In this book, the authors, as policy analysts, examine the overall context and dynamics of modern medicine, focusing on the changing conditions of medical practice through the lens of corporatization of medicine, physician unionization, physician strikes, and current health policy directions.
Conditions affecting the American medical profession have been dramatically altered by the continuing crises of cost increases, quality concerns, and lack of access facing our population, along with the ongoing corporatization toward bottom-line dictates. Pressures on practitioners have been intensifying with much greater scrutiny over their clinical decision-making.
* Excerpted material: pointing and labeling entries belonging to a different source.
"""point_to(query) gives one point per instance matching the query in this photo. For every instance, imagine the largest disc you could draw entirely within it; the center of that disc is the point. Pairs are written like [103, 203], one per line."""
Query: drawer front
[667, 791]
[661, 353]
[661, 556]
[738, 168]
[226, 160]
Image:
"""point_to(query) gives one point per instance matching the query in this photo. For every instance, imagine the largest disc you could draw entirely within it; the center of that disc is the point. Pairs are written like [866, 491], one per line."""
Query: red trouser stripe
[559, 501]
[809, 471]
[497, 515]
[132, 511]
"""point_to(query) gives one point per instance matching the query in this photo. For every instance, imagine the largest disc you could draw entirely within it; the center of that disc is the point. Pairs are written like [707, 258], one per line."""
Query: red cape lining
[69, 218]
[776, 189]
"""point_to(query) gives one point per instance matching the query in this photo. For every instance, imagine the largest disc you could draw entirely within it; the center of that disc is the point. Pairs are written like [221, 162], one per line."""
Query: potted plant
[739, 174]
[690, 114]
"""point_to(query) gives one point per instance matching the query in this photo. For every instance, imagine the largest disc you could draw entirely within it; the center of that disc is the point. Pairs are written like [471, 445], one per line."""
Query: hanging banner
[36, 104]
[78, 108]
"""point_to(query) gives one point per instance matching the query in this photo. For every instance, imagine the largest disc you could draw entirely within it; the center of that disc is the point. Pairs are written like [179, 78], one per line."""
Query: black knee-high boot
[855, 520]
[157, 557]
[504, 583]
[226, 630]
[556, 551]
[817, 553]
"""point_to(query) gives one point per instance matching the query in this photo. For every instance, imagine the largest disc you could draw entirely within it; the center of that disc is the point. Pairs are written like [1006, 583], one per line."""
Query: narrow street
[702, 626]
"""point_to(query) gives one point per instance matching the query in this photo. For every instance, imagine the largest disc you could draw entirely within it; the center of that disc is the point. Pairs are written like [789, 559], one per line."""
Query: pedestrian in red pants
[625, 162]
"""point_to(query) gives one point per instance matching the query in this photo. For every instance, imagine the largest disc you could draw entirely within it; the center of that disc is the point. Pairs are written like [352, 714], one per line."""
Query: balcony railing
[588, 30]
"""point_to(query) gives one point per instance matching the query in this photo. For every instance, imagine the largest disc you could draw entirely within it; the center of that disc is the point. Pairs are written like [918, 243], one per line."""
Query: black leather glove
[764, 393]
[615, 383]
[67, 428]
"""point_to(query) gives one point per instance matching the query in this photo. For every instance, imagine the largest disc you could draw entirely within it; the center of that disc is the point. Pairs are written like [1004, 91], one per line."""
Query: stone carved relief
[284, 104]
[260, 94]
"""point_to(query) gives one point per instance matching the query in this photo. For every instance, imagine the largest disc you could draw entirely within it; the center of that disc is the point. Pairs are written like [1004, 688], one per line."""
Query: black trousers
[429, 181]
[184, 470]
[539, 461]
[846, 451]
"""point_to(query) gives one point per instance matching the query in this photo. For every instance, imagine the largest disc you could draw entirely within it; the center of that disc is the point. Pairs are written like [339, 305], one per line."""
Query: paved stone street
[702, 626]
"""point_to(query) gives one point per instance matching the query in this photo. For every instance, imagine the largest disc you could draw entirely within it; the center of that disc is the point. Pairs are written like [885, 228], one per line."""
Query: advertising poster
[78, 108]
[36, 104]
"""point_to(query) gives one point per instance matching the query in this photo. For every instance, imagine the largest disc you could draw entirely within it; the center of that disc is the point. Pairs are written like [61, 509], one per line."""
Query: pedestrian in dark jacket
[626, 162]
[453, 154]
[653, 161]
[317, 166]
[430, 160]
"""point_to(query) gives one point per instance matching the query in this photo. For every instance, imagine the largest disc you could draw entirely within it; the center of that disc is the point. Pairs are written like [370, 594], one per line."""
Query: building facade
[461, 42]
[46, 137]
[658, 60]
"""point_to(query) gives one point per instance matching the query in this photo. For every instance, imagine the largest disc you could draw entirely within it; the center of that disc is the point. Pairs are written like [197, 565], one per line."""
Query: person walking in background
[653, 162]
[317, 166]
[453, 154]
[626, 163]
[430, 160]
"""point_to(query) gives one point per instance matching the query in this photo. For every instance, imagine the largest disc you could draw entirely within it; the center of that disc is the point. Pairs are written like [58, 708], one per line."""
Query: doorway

Topics explored among the chapters include:
- History of the Corporatization of American Medicine: The Market Paradigm Reigns
- Pharmaceuticals, Hospitals, Nursing Homes, Drug Store Chains, and Pharmacy Benefit Manager/Insurer Integration
- Medical Practice: From CottageIndustry to Corporate Practice
- Medical Malpractice Crisis: Oversight of the Practice of Medicine
- Big Data: Information Technology as Control over the Profession of Medicine
- Physician Employment Status: Collective Bargaining and Strikes
The Corporatization of American Health Care offers different perspectives with the hopes that physicians will unite in a new awareness and common cause to curtail excessive profit-making, renew professional altruism, restore the charitable impulse to health provider institutions, and unite with other professionals to truly raise levels of population health and the quality of health care. It is also a necessary resource for health policy analysts, healthcare administrators, health law attorneys, and other associated health professions.